In the previous blog, I explained the difference between concurrency and parallelism concepts in high-level synthesis. Whereas the concurrency is a concept at the algorithmic or functional level, the parallelism is a realisation of the concurrency at the hardware level. Software programmers employ compiler tools to transform the algorithmic description into a representation suitable for hardware. Accordingly, in high-synthesis context, the role of HLS compiler is transforming the concurrency to parallelism to maximise the efficiency which can be throughput, latency, energy consumption among others. Therefore, the parallelism brings the performance and concurrency enables the parallelism exploitation. If designers cannot describe the concurrency adequately to enable efficient parallelism, then the desired performance cannot be achieved. Now, how does this transformation work? And how can designers describe the concurrency to facilitate this transformation? To answer these questions, I try to explain different types of concurrency and parallelism patterns and suitable transformations among them.

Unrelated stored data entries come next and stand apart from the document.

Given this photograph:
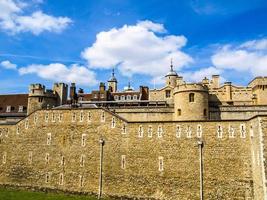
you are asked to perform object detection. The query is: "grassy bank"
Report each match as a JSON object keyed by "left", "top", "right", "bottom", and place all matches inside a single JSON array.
[{"left": 0, "top": 188, "right": 105, "bottom": 200}]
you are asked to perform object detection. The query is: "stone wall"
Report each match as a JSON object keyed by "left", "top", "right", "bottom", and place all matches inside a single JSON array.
[
  {"left": 114, "top": 107, "right": 173, "bottom": 122},
  {"left": 0, "top": 108, "right": 267, "bottom": 199}
]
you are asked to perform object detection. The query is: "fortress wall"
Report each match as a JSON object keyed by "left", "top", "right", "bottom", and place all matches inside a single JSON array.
[
  {"left": 114, "top": 107, "right": 173, "bottom": 122},
  {"left": 0, "top": 109, "right": 265, "bottom": 199}
]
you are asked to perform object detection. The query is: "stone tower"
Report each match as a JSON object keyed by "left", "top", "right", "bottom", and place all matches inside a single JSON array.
[
  {"left": 108, "top": 68, "right": 117, "bottom": 92},
  {"left": 53, "top": 83, "right": 68, "bottom": 105},
  {"left": 173, "top": 83, "right": 209, "bottom": 121},
  {"left": 249, "top": 77, "right": 267, "bottom": 105},
  {"left": 165, "top": 60, "right": 178, "bottom": 87},
  {"left": 27, "top": 84, "right": 57, "bottom": 115}
]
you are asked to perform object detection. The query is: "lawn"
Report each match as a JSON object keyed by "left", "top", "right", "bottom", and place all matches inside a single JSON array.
[{"left": 0, "top": 188, "right": 105, "bottom": 200}]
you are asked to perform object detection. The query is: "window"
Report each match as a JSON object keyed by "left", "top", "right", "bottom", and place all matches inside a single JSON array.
[
  {"left": 81, "top": 134, "right": 87, "bottom": 147},
  {"left": 52, "top": 113, "right": 56, "bottom": 122},
  {"left": 111, "top": 117, "right": 116, "bottom": 128},
  {"left": 133, "top": 95, "right": 138, "bottom": 100},
  {"left": 121, "top": 95, "right": 125, "bottom": 101},
  {"left": 25, "top": 119, "right": 29, "bottom": 129},
  {"left": 203, "top": 109, "right": 207, "bottom": 117},
  {"left": 47, "top": 133, "right": 52, "bottom": 145},
  {"left": 45, "top": 153, "right": 49, "bottom": 164},
  {"left": 101, "top": 111, "right": 105, "bottom": 122},
  {"left": 94, "top": 94, "right": 98, "bottom": 98},
  {"left": 114, "top": 95, "right": 119, "bottom": 101},
  {"left": 197, "top": 125, "right": 202, "bottom": 138},
  {"left": 138, "top": 125, "right": 144, "bottom": 138},
  {"left": 176, "top": 125, "right": 181, "bottom": 138},
  {"left": 250, "top": 125, "right": 254, "bottom": 137},
  {"left": 126, "top": 95, "right": 131, "bottom": 100},
  {"left": 189, "top": 93, "right": 195, "bottom": 102},
  {"left": 121, "top": 155, "right": 126, "bottom": 169},
  {"left": 217, "top": 125, "right": 223, "bottom": 138},
  {"left": 80, "top": 111, "right": 84, "bottom": 122},
  {"left": 18, "top": 106, "right": 23, "bottom": 113},
  {"left": 229, "top": 125, "right": 235, "bottom": 138},
  {"left": 88, "top": 112, "right": 92, "bottom": 122},
  {"left": 187, "top": 126, "right": 192, "bottom": 138},
  {"left": 240, "top": 124, "right": 246, "bottom": 138},
  {"left": 158, "top": 156, "right": 164, "bottom": 172},
  {"left": 38, "top": 97, "right": 43, "bottom": 103},
  {"left": 16, "top": 126, "right": 20, "bottom": 134},
  {"left": 157, "top": 125, "right": 163, "bottom": 138},
  {"left": 72, "top": 112, "right": 76, "bottom": 122},
  {"left": 80, "top": 154, "right": 85, "bottom": 167},
  {"left": 45, "top": 112, "right": 49, "bottom": 122},
  {"left": 165, "top": 90, "right": 171, "bottom": 98},
  {"left": 2, "top": 152, "right": 6, "bottom": 164},
  {"left": 58, "top": 113, "right": 63, "bottom": 122},
  {"left": 177, "top": 109, "right": 181, "bottom": 116},
  {"left": 148, "top": 126, "right": 153, "bottom": 138},
  {"left": 28, "top": 151, "right": 33, "bottom": 164},
  {"left": 122, "top": 123, "right": 127, "bottom": 134},
  {"left": 59, "top": 173, "right": 64, "bottom": 185},
  {"left": 79, "top": 175, "right": 84, "bottom": 187},
  {"left": 6, "top": 106, "right": 11, "bottom": 112},
  {"left": 34, "top": 113, "right": 38, "bottom": 124},
  {"left": 60, "top": 156, "right": 65, "bottom": 166},
  {"left": 100, "top": 94, "right": 105, "bottom": 99},
  {"left": 45, "top": 172, "right": 50, "bottom": 183}
]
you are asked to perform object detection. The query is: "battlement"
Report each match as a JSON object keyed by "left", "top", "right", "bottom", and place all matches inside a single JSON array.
[
  {"left": 174, "top": 83, "right": 208, "bottom": 94},
  {"left": 248, "top": 76, "right": 267, "bottom": 88}
]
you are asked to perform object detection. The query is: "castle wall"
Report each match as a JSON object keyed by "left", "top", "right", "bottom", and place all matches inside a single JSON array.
[
  {"left": 0, "top": 109, "right": 266, "bottom": 199},
  {"left": 209, "top": 86, "right": 253, "bottom": 106},
  {"left": 209, "top": 106, "right": 267, "bottom": 120},
  {"left": 114, "top": 107, "right": 173, "bottom": 122},
  {"left": 149, "top": 87, "right": 174, "bottom": 104}
]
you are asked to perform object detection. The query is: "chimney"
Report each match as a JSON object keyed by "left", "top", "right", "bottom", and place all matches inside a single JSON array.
[
  {"left": 70, "top": 83, "right": 77, "bottom": 101},
  {"left": 211, "top": 75, "right": 220, "bottom": 88},
  {"left": 140, "top": 86, "right": 149, "bottom": 100},
  {"left": 99, "top": 82, "right": 106, "bottom": 92}
]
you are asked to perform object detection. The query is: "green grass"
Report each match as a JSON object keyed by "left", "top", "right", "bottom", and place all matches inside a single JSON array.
[{"left": 0, "top": 188, "right": 105, "bottom": 200}]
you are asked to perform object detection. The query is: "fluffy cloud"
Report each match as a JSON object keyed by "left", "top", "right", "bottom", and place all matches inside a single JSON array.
[
  {"left": 0, "top": 0, "right": 72, "bottom": 35},
  {"left": 212, "top": 40, "right": 267, "bottom": 76},
  {"left": 181, "top": 67, "right": 223, "bottom": 83},
  {"left": 0, "top": 60, "right": 17, "bottom": 69},
  {"left": 81, "top": 20, "right": 193, "bottom": 77},
  {"left": 19, "top": 63, "right": 98, "bottom": 86},
  {"left": 240, "top": 38, "right": 267, "bottom": 50}
]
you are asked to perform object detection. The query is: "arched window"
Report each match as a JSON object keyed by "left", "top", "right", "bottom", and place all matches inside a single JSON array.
[
  {"left": 177, "top": 109, "right": 181, "bottom": 116},
  {"left": 189, "top": 93, "right": 195, "bottom": 102},
  {"left": 203, "top": 109, "right": 207, "bottom": 116}
]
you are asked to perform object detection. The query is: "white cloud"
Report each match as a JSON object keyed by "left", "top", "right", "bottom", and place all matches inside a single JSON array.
[
  {"left": 211, "top": 39, "right": 267, "bottom": 76},
  {"left": 0, "top": 0, "right": 72, "bottom": 35},
  {"left": 240, "top": 39, "right": 267, "bottom": 50},
  {"left": 15, "top": 11, "right": 72, "bottom": 35},
  {"left": 0, "top": 60, "right": 17, "bottom": 69},
  {"left": 19, "top": 63, "right": 98, "bottom": 86},
  {"left": 81, "top": 20, "right": 193, "bottom": 78},
  {"left": 181, "top": 67, "right": 223, "bottom": 83}
]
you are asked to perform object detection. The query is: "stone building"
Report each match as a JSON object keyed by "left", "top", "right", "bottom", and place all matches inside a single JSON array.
[{"left": 1, "top": 64, "right": 267, "bottom": 199}]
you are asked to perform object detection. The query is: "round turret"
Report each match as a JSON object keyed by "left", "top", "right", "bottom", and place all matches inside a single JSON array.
[
  {"left": 108, "top": 68, "right": 118, "bottom": 92},
  {"left": 173, "top": 83, "right": 209, "bottom": 121},
  {"left": 165, "top": 62, "right": 178, "bottom": 87}
]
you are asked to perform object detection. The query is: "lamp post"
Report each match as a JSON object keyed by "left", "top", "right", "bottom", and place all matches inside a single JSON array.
[
  {"left": 98, "top": 138, "right": 105, "bottom": 199},
  {"left": 197, "top": 140, "right": 204, "bottom": 200}
]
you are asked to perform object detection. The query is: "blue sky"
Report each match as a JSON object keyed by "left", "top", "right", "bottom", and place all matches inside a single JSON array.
[{"left": 1, "top": 0, "right": 267, "bottom": 94}]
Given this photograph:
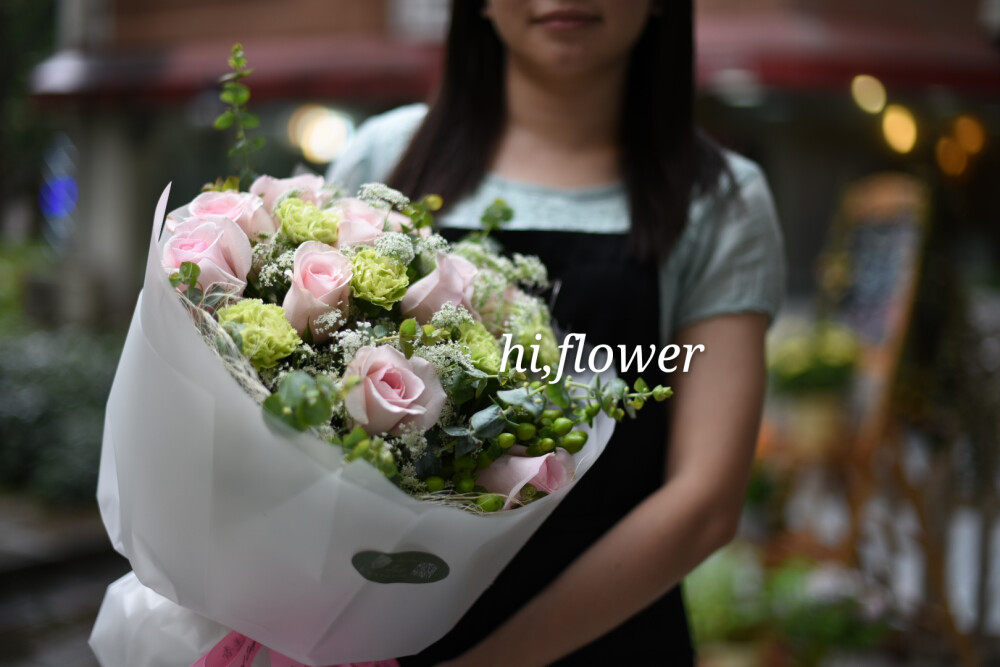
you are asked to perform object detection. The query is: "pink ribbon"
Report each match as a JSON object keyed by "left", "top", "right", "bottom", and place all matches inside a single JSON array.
[{"left": 191, "top": 631, "right": 400, "bottom": 667}]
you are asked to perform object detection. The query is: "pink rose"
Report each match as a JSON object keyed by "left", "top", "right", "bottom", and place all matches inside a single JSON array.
[
  {"left": 185, "top": 191, "right": 277, "bottom": 241},
  {"left": 401, "top": 252, "right": 478, "bottom": 323},
  {"left": 250, "top": 174, "right": 328, "bottom": 213},
  {"left": 344, "top": 346, "right": 446, "bottom": 435},
  {"left": 476, "top": 446, "right": 576, "bottom": 510},
  {"left": 282, "top": 241, "right": 352, "bottom": 342},
  {"left": 162, "top": 217, "right": 252, "bottom": 294},
  {"left": 335, "top": 198, "right": 411, "bottom": 247}
]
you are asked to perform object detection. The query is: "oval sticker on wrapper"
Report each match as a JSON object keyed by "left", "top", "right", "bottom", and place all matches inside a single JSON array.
[{"left": 352, "top": 550, "right": 450, "bottom": 584}]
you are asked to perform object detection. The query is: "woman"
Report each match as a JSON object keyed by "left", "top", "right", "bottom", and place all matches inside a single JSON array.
[{"left": 329, "top": 1, "right": 784, "bottom": 664}]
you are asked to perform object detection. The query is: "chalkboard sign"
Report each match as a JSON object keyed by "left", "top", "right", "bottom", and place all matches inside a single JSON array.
[
  {"left": 834, "top": 217, "right": 922, "bottom": 347},
  {"left": 824, "top": 174, "right": 927, "bottom": 433}
]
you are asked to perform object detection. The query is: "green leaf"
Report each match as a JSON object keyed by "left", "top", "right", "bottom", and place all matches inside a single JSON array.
[
  {"left": 221, "top": 82, "right": 250, "bottom": 107},
  {"left": 343, "top": 426, "right": 369, "bottom": 448},
  {"left": 214, "top": 110, "right": 236, "bottom": 130},
  {"left": 609, "top": 378, "right": 629, "bottom": 400},
  {"left": 474, "top": 378, "right": 488, "bottom": 399},
  {"left": 497, "top": 387, "right": 545, "bottom": 419},
  {"left": 263, "top": 371, "right": 335, "bottom": 431},
  {"left": 264, "top": 393, "right": 306, "bottom": 431},
  {"left": 178, "top": 261, "right": 201, "bottom": 286},
  {"left": 222, "top": 321, "right": 244, "bottom": 352},
  {"left": 184, "top": 285, "right": 203, "bottom": 303},
  {"left": 480, "top": 198, "right": 514, "bottom": 233},
  {"left": 470, "top": 404, "right": 506, "bottom": 439},
  {"left": 227, "top": 139, "right": 247, "bottom": 157},
  {"left": 399, "top": 318, "right": 418, "bottom": 341},
  {"left": 545, "top": 382, "right": 571, "bottom": 409},
  {"left": 168, "top": 273, "right": 183, "bottom": 288},
  {"left": 247, "top": 136, "right": 266, "bottom": 152},
  {"left": 442, "top": 426, "right": 481, "bottom": 459},
  {"left": 238, "top": 110, "right": 259, "bottom": 129},
  {"left": 447, "top": 372, "right": 477, "bottom": 405}
]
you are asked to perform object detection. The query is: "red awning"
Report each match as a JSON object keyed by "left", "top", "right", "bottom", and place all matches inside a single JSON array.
[
  {"left": 31, "top": 37, "right": 442, "bottom": 107},
  {"left": 31, "top": 15, "right": 1000, "bottom": 105},
  {"left": 696, "top": 13, "right": 1000, "bottom": 96}
]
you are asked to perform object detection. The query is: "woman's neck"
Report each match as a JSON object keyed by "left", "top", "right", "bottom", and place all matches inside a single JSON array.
[{"left": 491, "top": 57, "right": 628, "bottom": 188}]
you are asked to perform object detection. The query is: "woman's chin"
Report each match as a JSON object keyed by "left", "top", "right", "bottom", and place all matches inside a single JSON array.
[{"left": 515, "top": 46, "right": 624, "bottom": 82}]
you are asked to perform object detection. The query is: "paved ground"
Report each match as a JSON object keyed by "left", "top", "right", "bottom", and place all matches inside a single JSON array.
[
  {"left": 0, "top": 494, "right": 129, "bottom": 667},
  {"left": 0, "top": 549, "right": 129, "bottom": 667}
]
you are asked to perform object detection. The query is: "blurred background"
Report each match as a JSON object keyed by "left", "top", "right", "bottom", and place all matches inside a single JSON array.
[{"left": 2, "top": 0, "right": 999, "bottom": 665}]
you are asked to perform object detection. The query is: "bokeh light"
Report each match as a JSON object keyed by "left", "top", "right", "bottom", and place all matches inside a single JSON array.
[
  {"left": 38, "top": 175, "right": 78, "bottom": 219},
  {"left": 851, "top": 74, "right": 887, "bottom": 114},
  {"left": 936, "top": 136, "right": 968, "bottom": 176},
  {"left": 882, "top": 105, "right": 917, "bottom": 154},
  {"left": 954, "top": 115, "right": 986, "bottom": 155},
  {"left": 287, "top": 105, "right": 354, "bottom": 164}
]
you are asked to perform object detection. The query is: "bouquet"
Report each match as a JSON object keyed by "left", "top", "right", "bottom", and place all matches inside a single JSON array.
[
  {"left": 90, "top": 178, "right": 670, "bottom": 666},
  {"left": 90, "top": 45, "right": 671, "bottom": 667}
]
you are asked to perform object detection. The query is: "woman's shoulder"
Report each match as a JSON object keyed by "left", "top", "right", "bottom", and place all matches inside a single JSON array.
[
  {"left": 355, "top": 103, "right": 429, "bottom": 149},
  {"left": 686, "top": 149, "right": 777, "bottom": 238},
  {"left": 327, "top": 103, "right": 429, "bottom": 191},
  {"left": 662, "top": 148, "right": 785, "bottom": 332}
]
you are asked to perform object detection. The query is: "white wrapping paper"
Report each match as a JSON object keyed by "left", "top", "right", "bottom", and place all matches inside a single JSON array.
[
  {"left": 94, "top": 185, "right": 614, "bottom": 665},
  {"left": 90, "top": 573, "right": 251, "bottom": 667}
]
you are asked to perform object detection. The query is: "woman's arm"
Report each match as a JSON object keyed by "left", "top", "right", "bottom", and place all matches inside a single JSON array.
[{"left": 438, "top": 312, "right": 769, "bottom": 667}]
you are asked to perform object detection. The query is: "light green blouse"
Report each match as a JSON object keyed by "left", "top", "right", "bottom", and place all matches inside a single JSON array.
[{"left": 328, "top": 104, "right": 785, "bottom": 344}]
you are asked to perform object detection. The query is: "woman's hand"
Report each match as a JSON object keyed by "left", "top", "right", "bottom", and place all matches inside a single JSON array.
[{"left": 440, "top": 312, "right": 769, "bottom": 667}]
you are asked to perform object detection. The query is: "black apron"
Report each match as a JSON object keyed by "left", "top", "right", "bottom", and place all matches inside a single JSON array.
[{"left": 401, "top": 228, "right": 694, "bottom": 666}]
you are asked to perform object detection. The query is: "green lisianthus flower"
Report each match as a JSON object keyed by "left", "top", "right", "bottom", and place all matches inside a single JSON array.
[
  {"left": 217, "top": 299, "right": 301, "bottom": 369},
  {"left": 459, "top": 320, "right": 502, "bottom": 374},
  {"left": 350, "top": 248, "right": 408, "bottom": 309},
  {"left": 276, "top": 198, "right": 339, "bottom": 245}
]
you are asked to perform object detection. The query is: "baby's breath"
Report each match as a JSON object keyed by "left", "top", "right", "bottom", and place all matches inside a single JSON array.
[
  {"left": 330, "top": 322, "right": 374, "bottom": 362},
  {"left": 415, "top": 233, "right": 450, "bottom": 255},
  {"left": 374, "top": 232, "right": 416, "bottom": 266},
  {"left": 314, "top": 308, "right": 347, "bottom": 337},
  {"left": 430, "top": 302, "right": 474, "bottom": 331},
  {"left": 394, "top": 427, "right": 429, "bottom": 460},
  {"left": 414, "top": 341, "right": 475, "bottom": 384},
  {"left": 451, "top": 239, "right": 515, "bottom": 277},
  {"left": 358, "top": 183, "right": 410, "bottom": 210},
  {"left": 511, "top": 253, "right": 549, "bottom": 289},
  {"left": 471, "top": 269, "right": 507, "bottom": 313},
  {"left": 397, "top": 463, "right": 424, "bottom": 494}
]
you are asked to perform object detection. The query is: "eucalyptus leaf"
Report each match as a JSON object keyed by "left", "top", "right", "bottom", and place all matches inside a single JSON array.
[
  {"left": 213, "top": 110, "right": 236, "bottom": 130},
  {"left": 221, "top": 82, "right": 250, "bottom": 106},
  {"left": 237, "top": 110, "right": 259, "bottom": 129},
  {"left": 545, "top": 382, "right": 571, "bottom": 409},
  {"left": 470, "top": 404, "right": 506, "bottom": 439},
  {"left": 442, "top": 426, "right": 481, "bottom": 458},
  {"left": 497, "top": 387, "right": 544, "bottom": 419}
]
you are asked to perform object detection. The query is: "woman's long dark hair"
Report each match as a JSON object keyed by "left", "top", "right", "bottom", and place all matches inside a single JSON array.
[{"left": 388, "top": 0, "right": 729, "bottom": 261}]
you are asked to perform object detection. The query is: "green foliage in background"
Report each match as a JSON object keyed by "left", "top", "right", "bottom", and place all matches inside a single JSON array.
[
  {"left": 769, "top": 322, "right": 859, "bottom": 395},
  {"left": 686, "top": 544, "right": 768, "bottom": 645},
  {"left": 0, "top": 242, "right": 54, "bottom": 331},
  {"left": 686, "top": 545, "right": 889, "bottom": 664},
  {"left": 0, "top": 328, "right": 122, "bottom": 507}
]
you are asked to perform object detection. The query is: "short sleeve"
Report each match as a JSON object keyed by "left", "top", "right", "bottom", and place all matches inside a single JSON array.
[
  {"left": 661, "top": 154, "right": 786, "bottom": 337},
  {"left": 326, "top": 103, "right": 428, "bottom": 194}
]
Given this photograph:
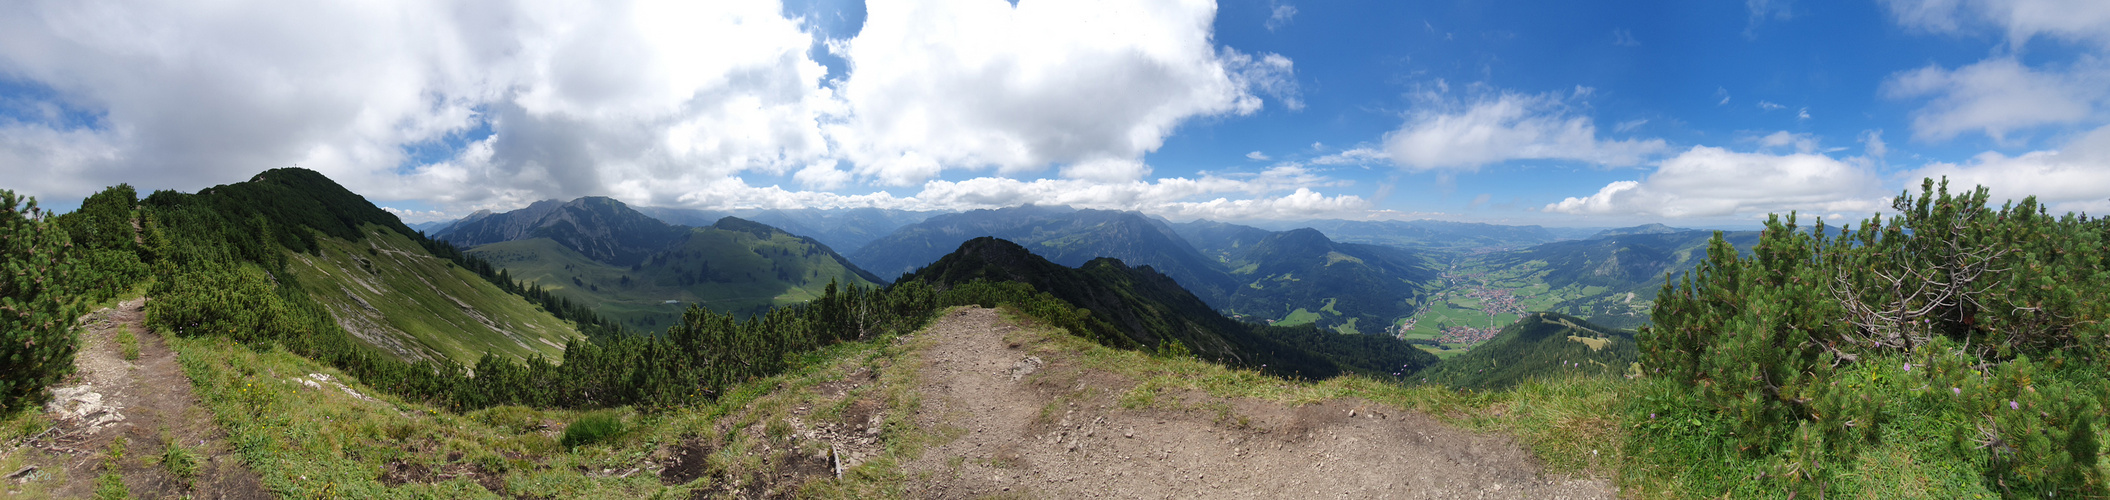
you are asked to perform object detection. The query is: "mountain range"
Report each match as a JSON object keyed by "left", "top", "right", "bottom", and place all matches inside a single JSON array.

How can we describe concurrency?
Algorithmic patterns are the fundamental techniques to describe and model the concurrency in an algorithm. Traditionally, patterns are defined as recurrent structures that can be used to describe, model, predict, solve or even implement problems, systematically.
Programming algorithmic patterns such as map, reduce, scan, stencil, just to name a few, can be used to describe the concurrency in an algorithm. In this post, I only consider the map pattern and try to explain how to implement that efficiently using HLS.
Map: This pattern receives an input dataset, applies a function (or a few functions) to its elements, independently, and generates an output dataset. There is no data or control dependency among these functions. Therefore, they can be easily modelled by a data dependency graph. Although the concurrency in this pattern seems trivial, finding the most efficient parallel implementation considering the hardware constraints and the resource cost functions can be tricky and challenging.
For example, let’s consider the grey image thresholding as an example which is the most straightforward image segmentation algorithm. The naïve algorithm replaces each pixel of the image with black colour if its density is less than a fixed constant threshold T, otherwise with white colour. This algorithm can be modelled by a map pattern in which the following function is applied to each pixel independently, where I(x,y) is the input pixel density at the (x,y) location.
The corresponding C code as follows.
for (int x = 0; x < N; x++) for (int y = 0; y < M; y++) if (I[x][y] > T) O[X][y]= 0; else O[x][y]=255;
The following graph depicts the map pattern that applies the thr function to each element in the input dataset and generates an output element.
How can we describe parallelism?
Parallelism means running statements together. If two or more consecutive statements are independent, then the compiler schedules them together to be executed simultaneously if there are enough computation and memory resources available. For consecutive individual statements, the programmer does not need to do anything except writing the code to increase the concurrency among them. In loop structures, the situation is a little bit complex that is explained in the sequel.
There are two main techniques two implements parallelism in iterative structures such as for loop: loop unrolling and loop pipelining.
Loop unrolling is a common loop transformation technique in compilers to exploit the parallelism among loop iterations.
TThis technique enables the compiler to schedule loop iterations together. In the ideal case, a complete loop unrolling can provide the maximum parallelism if unlimited resources are available. However, because of limited memory ports and computational resources, partially unrolling loops is desirable. Finding the optimal number of loop unrolling is a challenge that varies for each problem.
Generally, the number of unrolled iterations (also known as loop unrolling factor) depends on the concurrency among loop iterations and the amount of resource available in the underlying hardware.
Let’s consider the map concurrency pattern explained earlier. As all iterations are independent or there is the maximum concurrency, the number of FPGA resources defines the maximum loop unrolling factor that improves the performance. The number of memory ports available for reading and writing is usually one of the main factors that restrict the parallelism in the map pattern. If the memory has p ports for reading and p ports for writing, then unrolling the inner loop of the image thresholding code with a factor of p, improves the performance by a factor of p. Any unrolling factor more than p does not have any impact on the performance. Note that, there is a direct relationship between the number of memory ports and the maximum number of loop unrolling that can improve performance in the map patter.
The loop pipelining is another technique to parallelise loop iterations. In this technique, a loop iteration is divided into multiple phases, and iterations are executed, having some overlap among these phases.
Let’s consider the image thresholding example if we divide each iteration into three phases: read I, run thr() function and write O. Then the pipeline timing diagram would be as follows:
The interested reader can think about using both loop-pipelining and partial loop-unrolling with the factor of p for the image thresholding example.